= Witness set =

Computational learning concept

In combinatorics and computational learning theory, a witness set is a set of elements that distinguishes a given Boolean function from a given class of other Boolean functions. Let $C$ be a concept class over a domain $X$ (that is, a family of Boolean functions over $X$) and $c$ be a concept in $X$ (a single Boolean function). A subset $S$ of $X$ is a witness set for $c$ in $X$ if $S$ distinguishes $c$ from all the other functions in $C$, in the sense that no other function in $C$ has the same values on $S$.
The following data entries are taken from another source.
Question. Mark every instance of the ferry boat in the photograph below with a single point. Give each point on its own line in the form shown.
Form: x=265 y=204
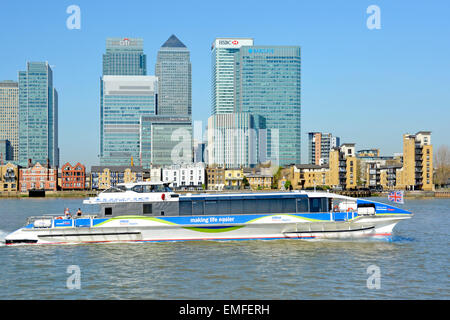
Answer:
x=152 y=212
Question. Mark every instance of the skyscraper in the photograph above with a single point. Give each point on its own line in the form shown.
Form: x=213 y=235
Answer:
x=9 y=116
x=173 y=69
x=319 y=146
x=125 y=99
x=125 y=57
x=223 y=79
x=38 y=115
x=267 y=83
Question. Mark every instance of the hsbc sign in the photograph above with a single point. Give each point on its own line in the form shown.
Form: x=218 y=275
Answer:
x=232 y=43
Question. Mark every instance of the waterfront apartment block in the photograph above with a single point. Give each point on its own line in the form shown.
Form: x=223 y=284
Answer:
x=307 y=176
x=165 y=140
x=104 y=177
x=38 y=177
x=124 y=100
x=343 y=167
x=186 y=176
x=319 y=147
x=9 y=177
x=223 y=52
x=215 y=177
x=38 y=115
x=173 y=69
x=9 y=116
x=417 y=170
x=6 y=151
x=232 y=140
x=124 y=57
x=73 y=177
x=233 y=178
x=268 y=84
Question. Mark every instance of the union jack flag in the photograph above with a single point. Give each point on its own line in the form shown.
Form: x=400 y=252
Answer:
x=396 y=196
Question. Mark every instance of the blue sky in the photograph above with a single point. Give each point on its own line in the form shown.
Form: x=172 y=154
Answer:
x=366 y=86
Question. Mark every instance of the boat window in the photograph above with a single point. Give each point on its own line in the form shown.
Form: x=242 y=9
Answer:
x=138 y=189
x=197 y=207
x=108 y=211
x=147 y=208
x=318 y=205
x=302 y=205
x=236 y=206
x=158 y=188
x=289 y=205
x=115 y=189
x=211 y=207
x=185 y=208
x=146 y=188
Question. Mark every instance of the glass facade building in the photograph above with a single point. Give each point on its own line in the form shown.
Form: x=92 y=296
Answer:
x=223 y=52
x=38 y=115
x=267 y=83
x=173 y=69
x=166 y=140
x=125 y=99
x=232 y=140
x=9 y=116
x=124 y=56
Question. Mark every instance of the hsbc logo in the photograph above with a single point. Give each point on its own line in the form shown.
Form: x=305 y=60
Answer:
x=228 y=42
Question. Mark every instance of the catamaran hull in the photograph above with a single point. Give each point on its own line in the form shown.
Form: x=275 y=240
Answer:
x=124 y=229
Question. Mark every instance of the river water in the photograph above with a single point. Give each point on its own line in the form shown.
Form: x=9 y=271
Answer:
x=412 y=264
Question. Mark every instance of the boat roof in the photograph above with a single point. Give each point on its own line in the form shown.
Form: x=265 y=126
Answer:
x=266 y=195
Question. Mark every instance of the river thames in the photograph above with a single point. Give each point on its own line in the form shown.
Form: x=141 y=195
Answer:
x=412 y=264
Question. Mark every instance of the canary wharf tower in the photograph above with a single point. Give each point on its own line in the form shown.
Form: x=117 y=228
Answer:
x=173 y=69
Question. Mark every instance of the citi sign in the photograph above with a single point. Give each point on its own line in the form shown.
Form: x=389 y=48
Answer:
x=228 y=42
x=261 y=51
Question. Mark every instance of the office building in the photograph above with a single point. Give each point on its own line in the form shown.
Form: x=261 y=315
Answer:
x=319 y=147
x=38 y=115
x=185 y=176
x=124 y=57
x=9 y=177
x=73 y=177
x=232 y=140
x=9 y=116
x=267 y=84
x=343 y=167
x=105 y=177
x=417 y=170
x=124 y=100
x=165 y=140
x=223 y=52
x=173 y=69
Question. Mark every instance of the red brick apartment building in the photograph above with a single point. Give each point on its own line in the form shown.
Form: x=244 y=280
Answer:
x=38 y=177
x=73 y=177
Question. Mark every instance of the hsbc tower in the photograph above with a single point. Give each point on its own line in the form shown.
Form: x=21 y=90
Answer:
x=223 y=51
For a concept class with $|C|$ concepts, there exists a concept that has a witness of size at most $\log_2|C|$; this bound is tight when $C$ consists of all Boolean functions over $X$. By a result of Bondy (1972) there exists a single witness set of size at most $|C|-1$ that is valid for all concepts in $C$; this bound is tight when $C$ consists of the indicator functions of the empty set and some singleton sets. One way to construct this set is to interpret the concepts as bitstrings, and the domain elements as positions in these bitstrings. Then the set of positions at which a trie of the bitstrings branches forms the desired witness set. This construction is central to the operation of the fusion tree data structure.
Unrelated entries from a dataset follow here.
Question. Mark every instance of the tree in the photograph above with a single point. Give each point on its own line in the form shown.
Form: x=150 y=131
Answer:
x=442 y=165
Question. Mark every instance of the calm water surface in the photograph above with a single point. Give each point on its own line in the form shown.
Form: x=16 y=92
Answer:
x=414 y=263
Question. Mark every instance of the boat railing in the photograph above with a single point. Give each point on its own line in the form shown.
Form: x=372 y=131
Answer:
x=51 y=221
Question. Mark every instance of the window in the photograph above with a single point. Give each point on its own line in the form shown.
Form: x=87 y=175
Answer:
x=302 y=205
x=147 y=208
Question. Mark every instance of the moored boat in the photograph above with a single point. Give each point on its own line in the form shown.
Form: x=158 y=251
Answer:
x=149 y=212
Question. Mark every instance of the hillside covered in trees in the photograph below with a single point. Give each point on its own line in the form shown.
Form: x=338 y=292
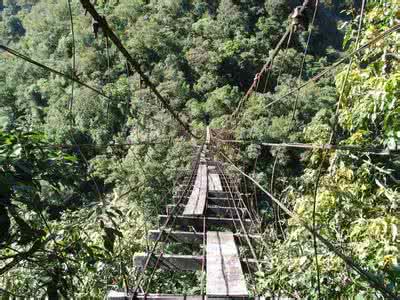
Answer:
x=85 y=169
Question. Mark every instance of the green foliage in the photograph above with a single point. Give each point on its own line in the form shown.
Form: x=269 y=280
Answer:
x=203 y=56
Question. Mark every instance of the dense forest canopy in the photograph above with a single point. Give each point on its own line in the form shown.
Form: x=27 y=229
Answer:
x=84 y=175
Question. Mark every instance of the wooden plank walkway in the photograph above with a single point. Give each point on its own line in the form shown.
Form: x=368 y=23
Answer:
x=195 y=238
x=181 y=263
x=214 y=182
x=197 y=200
x=225 y=276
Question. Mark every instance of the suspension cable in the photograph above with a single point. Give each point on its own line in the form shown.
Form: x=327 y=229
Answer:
x=117 y=42
x=338 y=63
x=371 y=279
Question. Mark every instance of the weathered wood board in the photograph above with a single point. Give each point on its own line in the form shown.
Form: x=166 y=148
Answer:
x=197 y=200
x=224 y=272
x=184 y=262
x=190 y=237
x=214 y=182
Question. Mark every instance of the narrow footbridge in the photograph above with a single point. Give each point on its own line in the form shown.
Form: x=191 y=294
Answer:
x=210 y=212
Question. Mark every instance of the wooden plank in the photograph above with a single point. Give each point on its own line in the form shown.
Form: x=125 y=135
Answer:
x=224 y=272
x=116 y=295
x=214 y=182
x=183 y=263
x=197 y=200
x=197 y=222
x=214 y=210
x=225 y=202
x=191 y=237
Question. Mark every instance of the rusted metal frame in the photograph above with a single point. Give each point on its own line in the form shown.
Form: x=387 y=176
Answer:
x=247 y=237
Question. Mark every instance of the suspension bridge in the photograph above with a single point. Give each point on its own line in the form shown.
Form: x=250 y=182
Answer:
x=210 y=211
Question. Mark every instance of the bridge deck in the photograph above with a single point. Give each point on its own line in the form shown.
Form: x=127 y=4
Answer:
x=197 y=200
x=224 y=272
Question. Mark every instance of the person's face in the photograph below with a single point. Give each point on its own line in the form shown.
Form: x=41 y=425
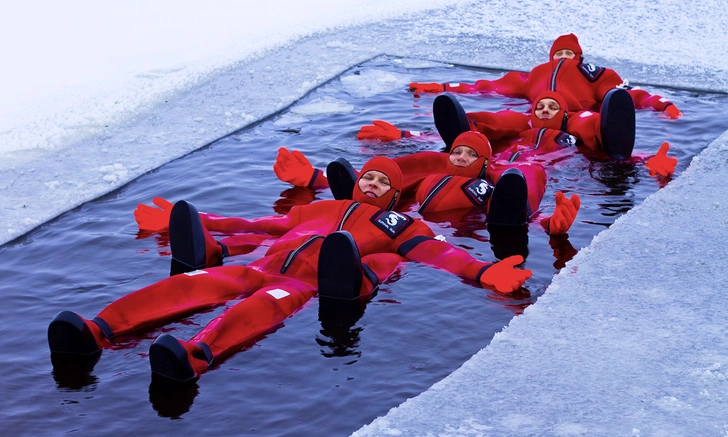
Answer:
x=546 y=109
x=374 y=183
x=463 y=156
x=564 y=54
The minimum size of a witness set for $c$ is called the witness size or specification number and is denoted by $w_C(c)$. The value $\max\{w_C(c):c\in C\}$ is called the teaching dimension of $C$. It represents the number of examples of a concept that need to be presented by a teacher to a learner, in the worst case, to enable the learner to determine which concept is being presented.

Witness sets have also been called teaching sets, keys, specifying sets, or discriminants. The "witness set" terminology is from Kushilevitz, Linial, Rabinovich & Saks (1996), who trace the concept of witness sets to work by Cover (1965).